Wednesday, 1 May 2013

Greaseproof paper VS parchment paper.

Last month, I had quite a major issue. Not with recipes or ingredients but with my equipment.

For around 3 years I have been using my old, (and I mean it could be older than me) trusty parchment paper from Waitrose. But all good things come to and end and it was time for me to move on to a new roll. I went down to Waitrose and picked up their essential range greaseproof paper, not parchment paper - I had no idea that there was a difference!
Greaseproof paper - for wrapping food
Throughout the month of April I was making all my usual recipes: flapjacks; macaroons; cakes and using my greaseproof paper exactly how I used my parchment paper. They all had one problem in common, the bottom of all of my baked goods was sticking to the greaseproof paper. It was absolute nightmare! I must've spent hours chiselling it off - especially around the corners - and in the end I threw a lot of my food away. I was getting so infuriated that I turned to the internet, the location of answers to all problems. At first, I thought there might be a default with the greaseproof paper but I was soon to be corrected. 

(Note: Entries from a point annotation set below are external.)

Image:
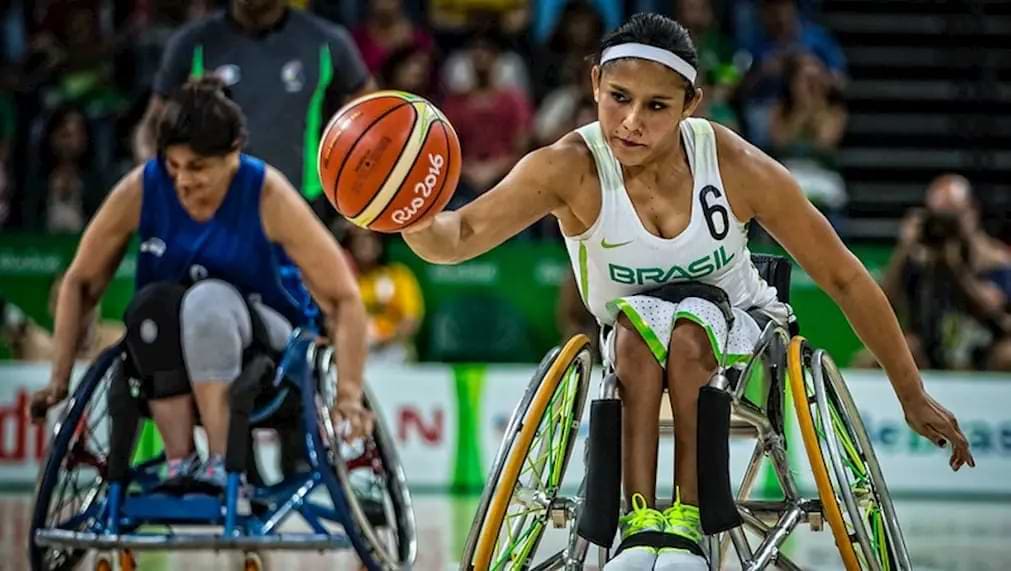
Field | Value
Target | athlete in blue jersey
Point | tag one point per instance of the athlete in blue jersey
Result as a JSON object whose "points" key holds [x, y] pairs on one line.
{"points": [[242, 240]]}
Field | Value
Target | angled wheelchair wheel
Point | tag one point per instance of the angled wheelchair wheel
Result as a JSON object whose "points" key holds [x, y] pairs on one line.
{"points": [[854, 496], [528, 472], [380, 517], [72, 488]]}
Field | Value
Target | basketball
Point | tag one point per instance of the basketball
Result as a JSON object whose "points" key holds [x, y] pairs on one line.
{"points": [[388, 160]]}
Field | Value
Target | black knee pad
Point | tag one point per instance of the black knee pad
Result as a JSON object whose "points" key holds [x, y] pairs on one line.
{"points": [[154, 340]]}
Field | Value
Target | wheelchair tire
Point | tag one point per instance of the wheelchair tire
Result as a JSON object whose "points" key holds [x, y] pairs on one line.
{"points": [[380, 524], [560, 384], [854, 496], [60, 472]]}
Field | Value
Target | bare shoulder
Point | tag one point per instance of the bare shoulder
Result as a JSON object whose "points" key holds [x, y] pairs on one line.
{"points": [[277, 189], [747, 172], [564, 166]]}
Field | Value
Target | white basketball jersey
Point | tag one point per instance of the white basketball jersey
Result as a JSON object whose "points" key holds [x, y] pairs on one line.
{"points": [[617, 257]]}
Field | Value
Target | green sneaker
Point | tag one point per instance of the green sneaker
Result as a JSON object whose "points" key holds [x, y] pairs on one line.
{"points": [[682, 520], [641, 519]]}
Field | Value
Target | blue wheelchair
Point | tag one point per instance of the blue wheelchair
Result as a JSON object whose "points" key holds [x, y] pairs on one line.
{"points": [[91, 496]]}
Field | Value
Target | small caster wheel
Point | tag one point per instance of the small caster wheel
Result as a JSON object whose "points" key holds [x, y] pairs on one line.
{"points": [[253, 562]]}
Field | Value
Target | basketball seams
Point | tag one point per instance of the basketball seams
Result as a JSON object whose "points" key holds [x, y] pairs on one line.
{"points": [[351, 150], [408, 156], [435, 196]]}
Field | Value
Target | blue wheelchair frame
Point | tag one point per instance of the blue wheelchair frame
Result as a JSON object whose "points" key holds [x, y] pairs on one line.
{"points": [[112, 521]]}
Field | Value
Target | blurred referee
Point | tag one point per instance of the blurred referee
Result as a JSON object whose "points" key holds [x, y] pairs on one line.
{"points": [[288, 70]]}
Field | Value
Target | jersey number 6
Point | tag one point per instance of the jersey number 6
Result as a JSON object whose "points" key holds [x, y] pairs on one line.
{"points": [[714, 212]]}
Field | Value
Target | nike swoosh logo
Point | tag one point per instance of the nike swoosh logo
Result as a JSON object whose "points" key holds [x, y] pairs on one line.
{"points": [[606, 246]]}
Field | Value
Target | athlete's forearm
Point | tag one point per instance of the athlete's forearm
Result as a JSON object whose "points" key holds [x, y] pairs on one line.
{"points": [[349, 323], [872, 318], [440, 242], [73, 309]]}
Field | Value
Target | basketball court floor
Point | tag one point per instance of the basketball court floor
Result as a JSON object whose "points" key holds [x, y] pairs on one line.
{"points": [[942, 535]]}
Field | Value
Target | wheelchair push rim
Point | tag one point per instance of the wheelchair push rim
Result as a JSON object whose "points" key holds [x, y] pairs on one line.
{"points": [[531, 464], [383, 496], [80, 441], [850, 484]]}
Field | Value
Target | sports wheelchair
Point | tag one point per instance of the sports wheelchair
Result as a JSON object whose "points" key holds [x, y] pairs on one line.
{"points": [[524, 494], [90, 495]]}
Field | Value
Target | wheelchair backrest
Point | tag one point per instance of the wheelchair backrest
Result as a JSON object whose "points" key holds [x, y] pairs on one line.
{"points": [[775, 271]]}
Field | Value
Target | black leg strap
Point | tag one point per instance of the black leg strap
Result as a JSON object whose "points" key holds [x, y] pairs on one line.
{"points": [[660, 540]]}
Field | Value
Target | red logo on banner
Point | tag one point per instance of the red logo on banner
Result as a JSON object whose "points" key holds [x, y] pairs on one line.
{"points": [[409, 418], [14, 430]]}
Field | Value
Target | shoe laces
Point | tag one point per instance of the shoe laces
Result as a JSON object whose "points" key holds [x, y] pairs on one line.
{"points": [[682, 518], [642, 515]]}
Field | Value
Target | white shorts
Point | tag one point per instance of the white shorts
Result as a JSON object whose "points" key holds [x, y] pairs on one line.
{"points": [[654, 319]]}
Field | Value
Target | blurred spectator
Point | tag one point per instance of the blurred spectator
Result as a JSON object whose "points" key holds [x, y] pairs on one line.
{"points": [[387, 28], [939, 279], [391, 295], [567, 107], [492, 121], [409, 70], [719, 75], [509, 69], [561, 61], [455, 15], [75, 44], [784, 31], [287, 69], [67, 188], [548, 15], [30, 342], [806, 127]]}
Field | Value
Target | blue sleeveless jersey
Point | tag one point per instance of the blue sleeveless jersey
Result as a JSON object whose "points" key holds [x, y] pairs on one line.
{"points": [[231, 246]]}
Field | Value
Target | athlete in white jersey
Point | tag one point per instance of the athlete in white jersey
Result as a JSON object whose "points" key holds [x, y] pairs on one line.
{"points": [[649, 196]]}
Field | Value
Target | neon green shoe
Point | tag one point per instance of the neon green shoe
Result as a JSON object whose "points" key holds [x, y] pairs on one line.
{"points": [[636, 551], [681, 520]]}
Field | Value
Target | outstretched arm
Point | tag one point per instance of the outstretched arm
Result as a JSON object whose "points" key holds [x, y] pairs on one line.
{"points": [[529, 192], [771, 196]]}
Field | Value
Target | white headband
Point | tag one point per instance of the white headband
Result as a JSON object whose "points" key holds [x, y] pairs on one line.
{"points": [[651, 53]]}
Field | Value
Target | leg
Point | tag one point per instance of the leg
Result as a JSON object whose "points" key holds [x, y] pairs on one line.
{"points": [[215, 329], [174, 418], [690, 364], [641, 387]]}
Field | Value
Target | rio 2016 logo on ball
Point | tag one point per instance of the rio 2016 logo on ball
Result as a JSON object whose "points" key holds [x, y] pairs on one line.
{"points": [[388, 160]]}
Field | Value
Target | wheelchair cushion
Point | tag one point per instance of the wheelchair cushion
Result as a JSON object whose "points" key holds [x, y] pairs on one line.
{"points": [[660, 540], [775, 271], [678, 291]]}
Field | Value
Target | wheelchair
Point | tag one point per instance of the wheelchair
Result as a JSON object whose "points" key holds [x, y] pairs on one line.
{"points": [[91, 496], [745, 399]]}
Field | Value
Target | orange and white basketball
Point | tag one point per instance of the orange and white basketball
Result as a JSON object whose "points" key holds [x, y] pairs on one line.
{"points": [[389, 160]]}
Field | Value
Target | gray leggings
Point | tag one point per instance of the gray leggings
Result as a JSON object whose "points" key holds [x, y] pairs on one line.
{"points": [[216, 328]]}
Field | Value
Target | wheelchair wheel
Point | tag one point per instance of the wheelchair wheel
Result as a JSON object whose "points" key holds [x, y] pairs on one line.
{"points": [[531, 463], [853, 493], [72, 488], [371, 480]]}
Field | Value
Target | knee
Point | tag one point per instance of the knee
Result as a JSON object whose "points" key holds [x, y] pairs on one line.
{"points": [[632, 355], [212, 307], [690, 346]]}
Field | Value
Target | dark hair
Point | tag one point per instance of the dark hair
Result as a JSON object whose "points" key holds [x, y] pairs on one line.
{"points": [[659, 31], [57, 119], [201, 115]]}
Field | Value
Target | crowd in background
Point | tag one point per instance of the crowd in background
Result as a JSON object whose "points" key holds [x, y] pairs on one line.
{"points": [[77, 77]]}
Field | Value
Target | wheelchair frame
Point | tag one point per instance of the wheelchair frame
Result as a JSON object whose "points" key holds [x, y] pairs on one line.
{"points": [[826, 407], [112, 511]]}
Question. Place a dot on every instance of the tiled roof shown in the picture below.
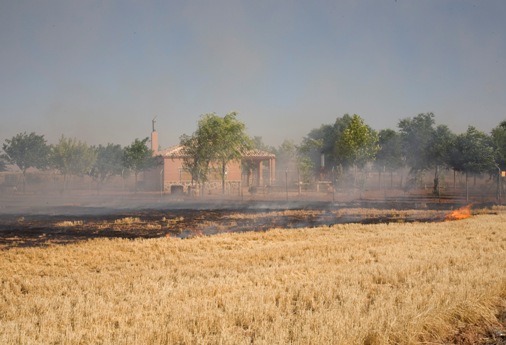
(176, 152)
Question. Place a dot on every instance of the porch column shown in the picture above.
(260, 174)
(272, 170)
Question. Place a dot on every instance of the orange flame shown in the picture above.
(460, 213)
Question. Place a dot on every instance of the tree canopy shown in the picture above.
(217, 140)
(138, 157)
(109, 163)
(26, 151)
(72, 157)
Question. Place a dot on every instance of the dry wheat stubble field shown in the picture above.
(402, 283)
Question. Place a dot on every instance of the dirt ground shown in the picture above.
(40, 220)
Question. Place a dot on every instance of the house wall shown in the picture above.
(174, 174)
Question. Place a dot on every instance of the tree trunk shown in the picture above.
(467, 188)
(24, 181)
(436, 181)
(223, 172)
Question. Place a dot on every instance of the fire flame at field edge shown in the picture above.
(460, 213)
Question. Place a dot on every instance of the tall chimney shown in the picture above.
(154, 139)
(154, 142)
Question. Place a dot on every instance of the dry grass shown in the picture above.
(402, 283)
(69, 223)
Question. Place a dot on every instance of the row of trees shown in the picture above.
(72, 157)
(419, 144)
(331, 150)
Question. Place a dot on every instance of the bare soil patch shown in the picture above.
(48, 225)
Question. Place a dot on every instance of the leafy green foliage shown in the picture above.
(138, 157)
(499, 142)
(416, 134)
(217, 139)
(473, 152)
(389, 156)
(358, 143)
(26, 151)
(3, 165)
(109, 163)
(72, 157)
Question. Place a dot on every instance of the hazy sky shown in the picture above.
(101, 70)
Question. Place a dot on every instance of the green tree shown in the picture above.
(438, 153)
(196, 158)
(322, 141)
(217, 140)
(72, 157)
(231, 142)
(138, 157)
(109, 163)
(26, 151)
(472, 153)
(389, 157)
(499, 141)
(416, 134)
(358, 143)
(3, 165)
(250, 166)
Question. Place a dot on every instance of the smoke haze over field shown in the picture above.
(100, 71)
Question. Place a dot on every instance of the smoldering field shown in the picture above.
(402, 282)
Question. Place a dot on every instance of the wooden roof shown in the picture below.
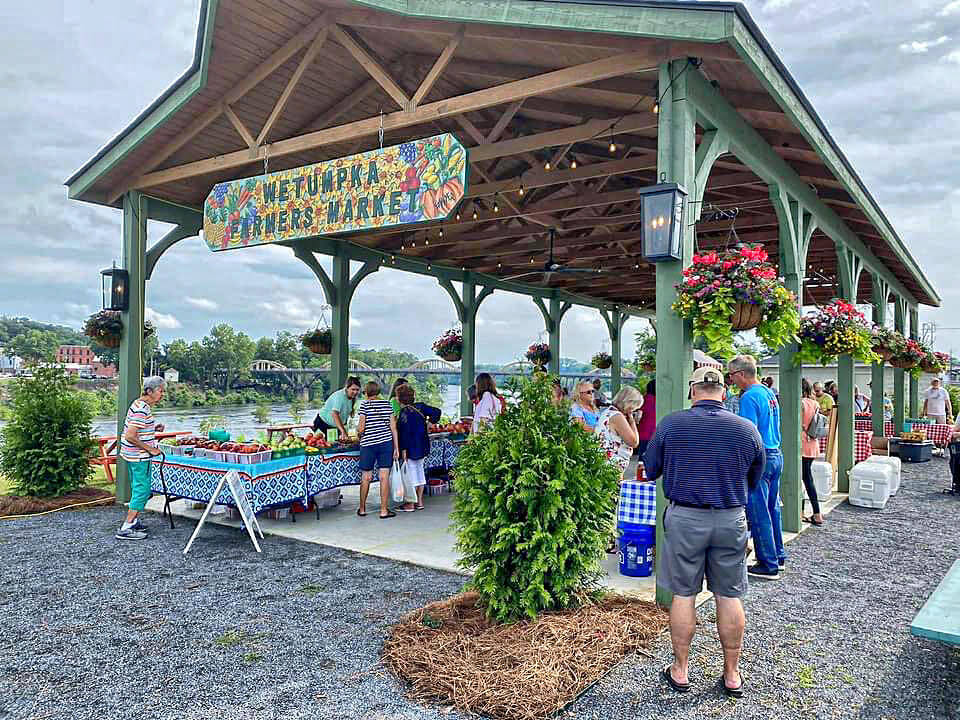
(270, 76)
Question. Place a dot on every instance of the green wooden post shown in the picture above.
(899, 319)
(914, 382)
(881, 291)
(676, 149)
(796, 226)
(850, 266)
(131, 344)
(340, 308)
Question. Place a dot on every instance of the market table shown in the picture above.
(863, 447)
(277, 483)
(271, 484)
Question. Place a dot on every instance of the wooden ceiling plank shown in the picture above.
(369, 62)
(576, 75)
(438, 67)
(305, 62)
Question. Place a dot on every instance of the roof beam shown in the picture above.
(253, 78)
(613, 66)
(438, 67)
(371, 63)
(308, 57)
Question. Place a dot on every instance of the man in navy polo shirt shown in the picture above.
(708, 458)
(759, 405)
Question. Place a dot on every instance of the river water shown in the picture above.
(239, 419)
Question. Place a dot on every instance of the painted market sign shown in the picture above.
(414, 182)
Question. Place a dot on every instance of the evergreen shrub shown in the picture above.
(535, 506)
(45, 448)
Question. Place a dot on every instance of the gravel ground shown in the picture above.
(95, 628)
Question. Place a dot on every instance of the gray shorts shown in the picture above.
(698, 542)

Greaseproof paper is different to baking parchment.

After unnecessarily extensive research into when you should use each type of paper I think I understand, finally. Greaseproof paper has a wax coating and so when it it put in the oven, the wax melts and the paper becomes ineffective. Its beneficial attribute is that it's water-resistant and does not allow water to permeate through it, be it from outside or inside. This makes it ideal for wrapping food, not to stop cakes/biscuits sticking to the tin in the oven. Parchment paper has all the same properties except the fact that is also treated with an acid when it is produced which makes it very heat resistant. Therefore, its coating does not begin to melt whilst in the oven and it continue to serve its non-stick purpose!
Parchment paper - for baking food
So don't go thinking you can just get away with using greaseproof paper, as it can set fire in the oven! I hope this will make you think twice before choosing what type of paper you buy/use to line your baking tins, I know I will be!